Several guardsmen edged tentatively towards him, uncertain of how to act. A move forwards suggested a threat to him. A move back might mean they would be too late.

Brynd fled the room to go and help.


*

‘Stand back,’ he shouted, pushing his way through the growing crowd. From this stone platform you could view the whole front section of the city, the spires, the bridges, the sweeping dark hills in the distance, even the sea in the other direction. Only a knee-high granite wall separated you from a vertiginous drop. Servants and administrative staff were here to witness the drama unfolding, and even some councillors had come to watch, too. The Emperor was still positioned as before, but he now faced the sky as if experiencing a purely religious moment. And maybe he was – in these moments you could never tell what was really going on. Brynd knew he had to stop him doing something stupid, had to bring the Emperor back safely into the hall. With the ice age setting in, Johynn would be needed as a national figurehead. People required his guidance, support, because in times of crisis you wanted someone to reassure you it would be OK, even when it wouldn’t be.

They needed someone to lie to them clearly and loudly.

‘My Emperor, what’re you doing?’ Brynd called out, icy sleet gusting against his cheeks.

‘It’s easier this way,’ Johynn said. ‘As I said before, it’s over.’

His motions were awkward, like those of someone who had been drinking heavily. He regained his footing, shuffled further along the low parapets.

‘I have no great words, commander,’ Johynn said. ‘Nothing profound to say, at the end.’

‘Please, I think you should step back a bit,’ Brynd argued. ‘Think about what you’re doing.’

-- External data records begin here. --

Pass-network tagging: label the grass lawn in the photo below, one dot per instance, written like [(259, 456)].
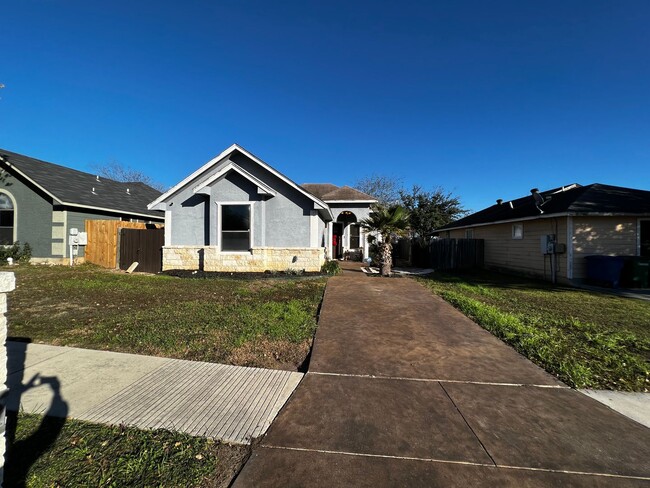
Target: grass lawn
[(587, 339), (263, 323), (45, 452)]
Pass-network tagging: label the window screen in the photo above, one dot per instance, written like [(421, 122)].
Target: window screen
[(235, 227), (6, 220)]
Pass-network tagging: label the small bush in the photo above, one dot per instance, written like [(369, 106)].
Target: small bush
[(294, 272), (15, 252), (331, 268)]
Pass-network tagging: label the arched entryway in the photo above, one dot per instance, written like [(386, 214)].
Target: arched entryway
[(343, 239)]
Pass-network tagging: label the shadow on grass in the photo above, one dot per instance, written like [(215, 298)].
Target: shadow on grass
[(22, 454)]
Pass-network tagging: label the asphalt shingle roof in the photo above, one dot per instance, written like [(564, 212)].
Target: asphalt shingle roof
[(329, 192), (572, 200), (74, 187)]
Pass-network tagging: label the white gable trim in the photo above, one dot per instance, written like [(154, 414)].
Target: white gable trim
[(262, 188), (319, 203), (350, 201), (14, 168)]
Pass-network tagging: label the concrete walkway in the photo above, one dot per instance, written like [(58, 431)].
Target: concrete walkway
[(403, 390), (230, 403)]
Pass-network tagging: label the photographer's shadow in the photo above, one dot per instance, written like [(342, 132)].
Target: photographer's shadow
[(24, 452)]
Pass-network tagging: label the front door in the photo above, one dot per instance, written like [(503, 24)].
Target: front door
[(644, 238), (337, 240)]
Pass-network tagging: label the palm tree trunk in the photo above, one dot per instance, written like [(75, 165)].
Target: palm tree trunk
[(386, 258)]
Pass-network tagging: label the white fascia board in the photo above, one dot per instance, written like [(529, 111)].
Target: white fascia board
[(112, 210), (321, 204), (14, 168), (521, 219), (547, 216), (351, 201), (262, 188), (191, 177)]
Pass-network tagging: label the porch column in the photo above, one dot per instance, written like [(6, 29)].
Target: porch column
[(364, 238), (328, 244)]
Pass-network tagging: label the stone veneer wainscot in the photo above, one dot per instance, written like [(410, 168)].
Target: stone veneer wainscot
[(255, 261)]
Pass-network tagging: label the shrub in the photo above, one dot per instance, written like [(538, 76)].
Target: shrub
[(331, 268), (15, 252)]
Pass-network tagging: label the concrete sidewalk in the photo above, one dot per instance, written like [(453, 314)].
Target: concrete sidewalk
[(403, 390), (230, 403)]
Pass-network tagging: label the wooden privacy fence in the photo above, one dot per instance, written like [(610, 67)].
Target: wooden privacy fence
[(103, 240), (143, 246), (448, 254)]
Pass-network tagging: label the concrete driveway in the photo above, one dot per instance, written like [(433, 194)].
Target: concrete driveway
[(403, 390)]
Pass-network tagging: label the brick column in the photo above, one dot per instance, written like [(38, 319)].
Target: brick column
[(7, 284)]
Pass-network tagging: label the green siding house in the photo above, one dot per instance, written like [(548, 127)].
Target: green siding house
[(40, 202)]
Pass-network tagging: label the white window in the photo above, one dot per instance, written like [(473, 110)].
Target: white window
[(6, 220), (236, 227)]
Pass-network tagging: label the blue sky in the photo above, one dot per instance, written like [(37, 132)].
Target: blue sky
[(486, 99)]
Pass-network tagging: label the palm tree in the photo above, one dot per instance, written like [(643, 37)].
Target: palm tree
[(388, 222)]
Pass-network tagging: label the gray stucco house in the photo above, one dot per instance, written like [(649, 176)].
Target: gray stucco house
[(237, 213), (40, 202)]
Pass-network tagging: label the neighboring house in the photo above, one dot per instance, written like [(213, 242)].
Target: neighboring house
[(238, 214), (549, 234), (40, 202)]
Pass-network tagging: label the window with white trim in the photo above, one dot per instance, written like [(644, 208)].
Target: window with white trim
[(6, 220), (236, 227)]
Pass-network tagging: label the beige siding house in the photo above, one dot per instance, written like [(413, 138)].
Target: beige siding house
[(549, 234)]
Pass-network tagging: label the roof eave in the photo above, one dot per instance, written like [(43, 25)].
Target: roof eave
[(24, 175), (111, 210)]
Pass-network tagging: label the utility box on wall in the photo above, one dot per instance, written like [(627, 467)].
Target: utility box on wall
[(547, 244)]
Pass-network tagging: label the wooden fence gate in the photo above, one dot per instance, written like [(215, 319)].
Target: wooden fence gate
[(143, 246), (448, 254), (103, 235)]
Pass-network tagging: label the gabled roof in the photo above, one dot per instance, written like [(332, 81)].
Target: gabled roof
[(223, 156), (594, 199), (67, 186), (262, 188), (334, 194)]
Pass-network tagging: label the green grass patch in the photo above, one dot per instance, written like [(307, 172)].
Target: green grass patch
[(587, 339), (45, 452), (196, 319)]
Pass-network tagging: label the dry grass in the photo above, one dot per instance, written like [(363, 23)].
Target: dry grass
[(265, 323)]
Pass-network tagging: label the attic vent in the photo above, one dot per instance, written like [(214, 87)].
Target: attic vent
[(539, 199)]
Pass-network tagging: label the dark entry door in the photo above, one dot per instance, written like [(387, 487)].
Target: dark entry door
[(644, 238), (143, 246), (337, 241)]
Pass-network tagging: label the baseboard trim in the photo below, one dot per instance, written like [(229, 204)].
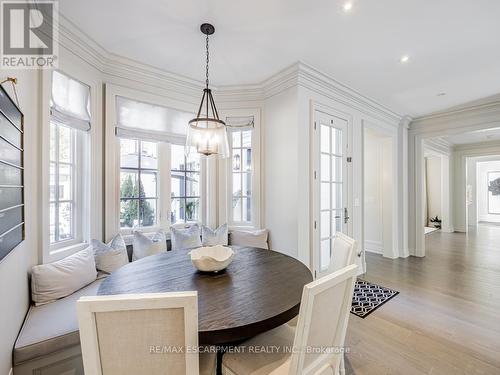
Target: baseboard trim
[(373, 247)]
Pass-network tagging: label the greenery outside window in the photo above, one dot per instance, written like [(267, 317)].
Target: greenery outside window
[(138, 183)]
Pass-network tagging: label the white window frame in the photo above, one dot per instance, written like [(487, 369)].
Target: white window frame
[(112, 164), (77, 157), (225, 174), (89, 189), (160, 168), (202, 190)]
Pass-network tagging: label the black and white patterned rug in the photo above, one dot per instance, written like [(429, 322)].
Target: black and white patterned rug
[(368, 297)]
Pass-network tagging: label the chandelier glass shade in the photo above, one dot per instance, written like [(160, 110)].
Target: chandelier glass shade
[(207, 134)]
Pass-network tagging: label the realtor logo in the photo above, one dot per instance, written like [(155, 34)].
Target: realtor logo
[(29, 34)]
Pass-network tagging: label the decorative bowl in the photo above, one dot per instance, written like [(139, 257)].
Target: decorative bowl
[(212, 258)]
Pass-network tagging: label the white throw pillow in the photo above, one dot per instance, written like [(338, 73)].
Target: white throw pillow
[(145, 246), (185, 238), (211, 237), (110, 257), (257, 238), (52, 281)]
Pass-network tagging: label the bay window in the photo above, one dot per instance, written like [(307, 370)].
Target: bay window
[(185, 185), (138, 183), (159, 184), (240, 180), (68, 133)]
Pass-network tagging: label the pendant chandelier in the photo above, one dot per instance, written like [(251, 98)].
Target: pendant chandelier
[(207, 133)]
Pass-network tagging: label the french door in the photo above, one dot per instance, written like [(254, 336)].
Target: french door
[(330, 190)]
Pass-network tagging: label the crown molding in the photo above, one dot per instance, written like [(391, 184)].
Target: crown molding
[(469, 118), (298, 74), (483, 146)]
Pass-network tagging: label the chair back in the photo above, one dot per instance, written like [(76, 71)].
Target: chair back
[(139, 334), (344, 252), (322, 325)]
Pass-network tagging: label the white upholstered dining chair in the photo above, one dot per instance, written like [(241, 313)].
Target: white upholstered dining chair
[(315, 346), (343, 255), (142, 334), (343, 252)]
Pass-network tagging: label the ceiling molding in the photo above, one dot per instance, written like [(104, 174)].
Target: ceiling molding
[(485, 146), (298, 74), (476, 117)]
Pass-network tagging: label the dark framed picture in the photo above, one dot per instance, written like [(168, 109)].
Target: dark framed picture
[(494, 193), (11, 174)]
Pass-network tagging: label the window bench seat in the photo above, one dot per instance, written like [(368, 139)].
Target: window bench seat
[(49, 341)]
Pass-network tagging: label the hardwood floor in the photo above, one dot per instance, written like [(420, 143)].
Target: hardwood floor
[(446, 319)]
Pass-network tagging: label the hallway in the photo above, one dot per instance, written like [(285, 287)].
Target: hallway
[(445, 319)]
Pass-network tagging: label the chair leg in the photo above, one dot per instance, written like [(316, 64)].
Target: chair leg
[(342, 365)]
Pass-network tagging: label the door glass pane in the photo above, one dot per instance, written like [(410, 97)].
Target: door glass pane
[(192, 207), (192, 184), (65, 144), (177, 210), (177, 184), (325, 138), (337, 168), (236, 141), (337, 221), (247, 184), (128, 184), (247, 160), (325, 195), (325, 224), (325, 254), (65, 213), (148, 185), (65, 185), (337, 196), (236, 184), (237, 162), (129, 213), (237, 202), (336, 141), (246, 138), (177, 158), (52, 225), (149, 155), (325, 167), (147, 212), (129, 153), (246, 209)]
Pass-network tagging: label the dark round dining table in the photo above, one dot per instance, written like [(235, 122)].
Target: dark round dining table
[(260, 290)]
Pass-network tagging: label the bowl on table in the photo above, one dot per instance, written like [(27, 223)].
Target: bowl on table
[(211, 258)]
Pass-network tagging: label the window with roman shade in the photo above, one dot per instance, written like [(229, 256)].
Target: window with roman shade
[(159, 185), (70, 123)]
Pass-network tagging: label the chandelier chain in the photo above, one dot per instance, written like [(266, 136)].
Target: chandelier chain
[(208, 60)]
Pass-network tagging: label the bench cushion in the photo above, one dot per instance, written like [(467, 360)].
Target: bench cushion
[(51, 327)]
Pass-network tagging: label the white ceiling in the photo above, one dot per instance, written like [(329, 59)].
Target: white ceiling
[(488, 135), (453, 45)]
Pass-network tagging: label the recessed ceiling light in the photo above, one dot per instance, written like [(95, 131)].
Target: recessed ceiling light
[(348, 6)]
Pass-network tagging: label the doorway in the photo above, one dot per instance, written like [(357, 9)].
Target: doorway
[(379, 192), (330, 186)]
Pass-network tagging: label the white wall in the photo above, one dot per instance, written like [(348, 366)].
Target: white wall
[(434, 187), (14, 290), (281, 178), (373, 208), (483, 168)]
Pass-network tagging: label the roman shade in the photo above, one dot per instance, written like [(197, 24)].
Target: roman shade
[(70, 101), (150, 122)]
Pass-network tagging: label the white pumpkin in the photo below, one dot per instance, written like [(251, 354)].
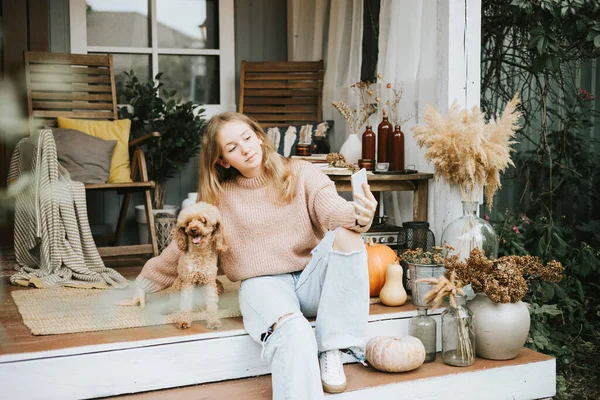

‘Think is all I damn well do, Commander Lathraea. All I do is think about things. All the time thinking.’

‘But the people of Villjamur need you,’ Brynd said desperately. ‘That’s what you said earlier. That they need you!’

‘Father!’ Eir appeared, running onto the scene.

Whether it was because he lost his footing, or he genuinely intended to step off the edge, Brynd would never know, but just then the Emperor collapsed ungracefully off the wall, a flurry of his robes the last thing to be seen.

Everyone gasped…

Surged forwards in disbelief.

Eir had to be held back, launching muffled screams into Brynd’s chest.

A moment later they were greeted by the keening of the banshee.